Some examples based on things I’ve seen in various systems:

# Utterly useless
logging.error("This should never happen.")

It is aggravating beyond belief to see tens of thousands of copies of this in the logs during a crisis. Never do this, no matter how impossible the situation might seem. At the very least, explain why you think it should never happen.

# Slightly better
logging.error("Failed to create enrollment.")

It’s really easy to write code like this without thinking about it. Some condition fails, you catch a local exception, and then you log. But there’s no context here, and it’s difficult to know where to start debugging the problem.

# Reproducible
logging.error("Failed to enroll user %s in course %s", user.id, course.id)

Ok, now we know what user and course it failed with. So we can just go to the production database, extract information about that user and course, copy that information to our local dev environment, and figure out what things affect enrollment eligibility…

# Helpful context
    "Failed to enroll user %s in course %s: course is closed (enrollment_start=%s, enrollment_end=%s)",
    user.id, course.id, course.enrollment_start, course.enrollment_end

As the author, that might feel silly. Maybe this code is only ever reached if the enrollment was advertised, and if it wasn’t in the active enrollment period, it wouldn’t be advertised.
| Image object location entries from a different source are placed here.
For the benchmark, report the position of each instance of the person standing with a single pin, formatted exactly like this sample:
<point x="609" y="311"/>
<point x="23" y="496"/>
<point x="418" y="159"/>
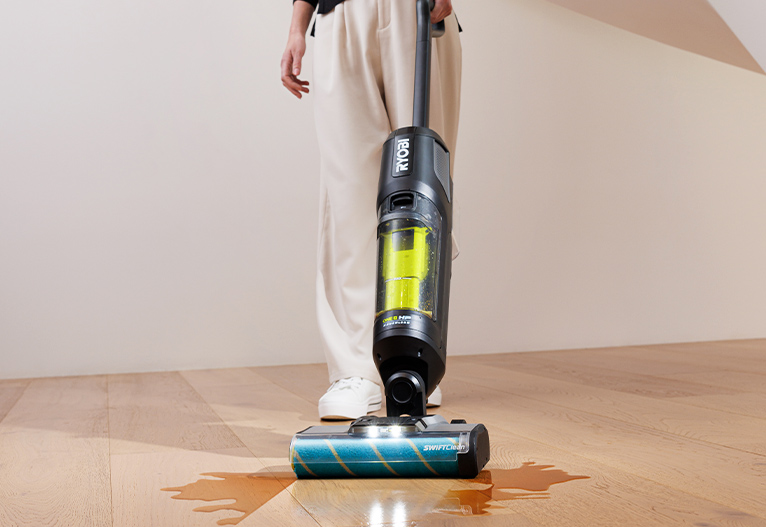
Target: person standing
<point x="364" y="75"/>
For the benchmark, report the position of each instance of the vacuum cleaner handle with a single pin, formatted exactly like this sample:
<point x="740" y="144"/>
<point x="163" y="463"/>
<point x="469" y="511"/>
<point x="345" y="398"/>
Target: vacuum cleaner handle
<point x="426" y="30"/>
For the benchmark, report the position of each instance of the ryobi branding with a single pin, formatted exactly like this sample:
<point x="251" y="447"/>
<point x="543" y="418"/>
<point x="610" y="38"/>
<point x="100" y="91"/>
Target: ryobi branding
<point x="402" y="156"/>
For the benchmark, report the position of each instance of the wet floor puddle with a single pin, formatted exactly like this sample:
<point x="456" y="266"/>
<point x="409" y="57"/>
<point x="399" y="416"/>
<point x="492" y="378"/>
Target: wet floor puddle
<point x="245" y="493"/>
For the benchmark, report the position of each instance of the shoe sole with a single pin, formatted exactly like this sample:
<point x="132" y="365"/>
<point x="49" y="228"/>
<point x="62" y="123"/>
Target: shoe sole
<point x="344" y="412"/>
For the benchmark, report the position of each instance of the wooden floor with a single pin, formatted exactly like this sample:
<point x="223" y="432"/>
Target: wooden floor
<point x="656" y="435"/>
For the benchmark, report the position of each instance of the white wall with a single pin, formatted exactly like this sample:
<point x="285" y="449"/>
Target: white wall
<point x="158" y="188"/>
<point x="746" y="18"/>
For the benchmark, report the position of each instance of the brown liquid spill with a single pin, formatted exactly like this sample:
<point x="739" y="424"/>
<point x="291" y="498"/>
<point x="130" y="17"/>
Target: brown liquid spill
<point x="536" y="479"/>
<point x="249" y="492"/>
<point x="252" y="491"/>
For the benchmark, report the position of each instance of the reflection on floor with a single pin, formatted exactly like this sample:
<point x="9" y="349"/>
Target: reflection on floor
<point x="251" y="491"/>
<point x="643" y="436"/>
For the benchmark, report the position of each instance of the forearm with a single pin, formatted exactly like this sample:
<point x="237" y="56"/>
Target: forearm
<point x="302" y="12"/>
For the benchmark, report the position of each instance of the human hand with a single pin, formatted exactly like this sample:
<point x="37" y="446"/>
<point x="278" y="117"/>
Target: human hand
<point x="291" y="65"/>
<point x="441" y="10"/>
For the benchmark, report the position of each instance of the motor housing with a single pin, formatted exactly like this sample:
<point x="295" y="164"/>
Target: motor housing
<point x="414" y="267"/>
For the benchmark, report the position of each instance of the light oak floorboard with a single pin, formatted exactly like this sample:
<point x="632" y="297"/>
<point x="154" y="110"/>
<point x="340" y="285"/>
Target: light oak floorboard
<point x="54" y="455"/>
<point x="10" y="391"/>
<point x="201" y="488"/>
<point x="725" y="429"/>
<point x="596" y="376"/>
<point x="149" y="412"/>
<point x="722" y="475"/>
<point x="638" y="436"/>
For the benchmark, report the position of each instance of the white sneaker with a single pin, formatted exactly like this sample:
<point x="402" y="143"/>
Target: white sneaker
<point x="349" y="399"/>
<point x="435" y="399"/>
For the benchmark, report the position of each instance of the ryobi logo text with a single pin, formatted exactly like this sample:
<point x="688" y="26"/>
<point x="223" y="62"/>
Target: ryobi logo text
<point x="402" y="155"/>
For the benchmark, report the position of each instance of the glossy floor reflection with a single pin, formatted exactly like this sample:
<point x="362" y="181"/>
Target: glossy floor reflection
<point x="381" y="502"/>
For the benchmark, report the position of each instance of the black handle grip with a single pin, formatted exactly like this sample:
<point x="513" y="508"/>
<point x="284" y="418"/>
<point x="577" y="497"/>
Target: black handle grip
<point x="437" y="29"/>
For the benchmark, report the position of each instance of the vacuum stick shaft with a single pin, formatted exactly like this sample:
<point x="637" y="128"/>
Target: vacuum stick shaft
<point x="422" y="66"/>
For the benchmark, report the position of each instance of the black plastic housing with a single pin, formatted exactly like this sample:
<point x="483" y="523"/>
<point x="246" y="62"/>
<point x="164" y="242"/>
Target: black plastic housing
<point x="419" y="344"/>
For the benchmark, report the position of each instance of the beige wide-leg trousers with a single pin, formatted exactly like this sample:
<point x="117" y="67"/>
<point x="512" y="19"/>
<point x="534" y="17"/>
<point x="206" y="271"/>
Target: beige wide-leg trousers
<point x="364" y="63"/>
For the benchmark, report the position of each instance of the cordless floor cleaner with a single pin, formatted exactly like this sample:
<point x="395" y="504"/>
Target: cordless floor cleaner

How does something weird like this sneak in? Say for some reason you’re storing the enrollment start and end dates as ISO 8601 date strings. It’s such a simple check that someone didn’t really think much of some code duplication, or didn’t properly refactor old code. Then someone decided to change it so that course.enrollment_end is no longer mandatory, and used None to indicate that there is no closing date for enrollment.

>>> # Check: course.enrollment_start <= today <= course.enrollment_end ?
>>> "2015-07-18" <= "2015-07-21" <= None

Who knew Python would let us compare strings and None?

Clearly there should have been tests for this, and the gating logic should have been more centralized. But sometimes stuff like this happens, and the error message is your last opportunity to do the right thing by your colleagues.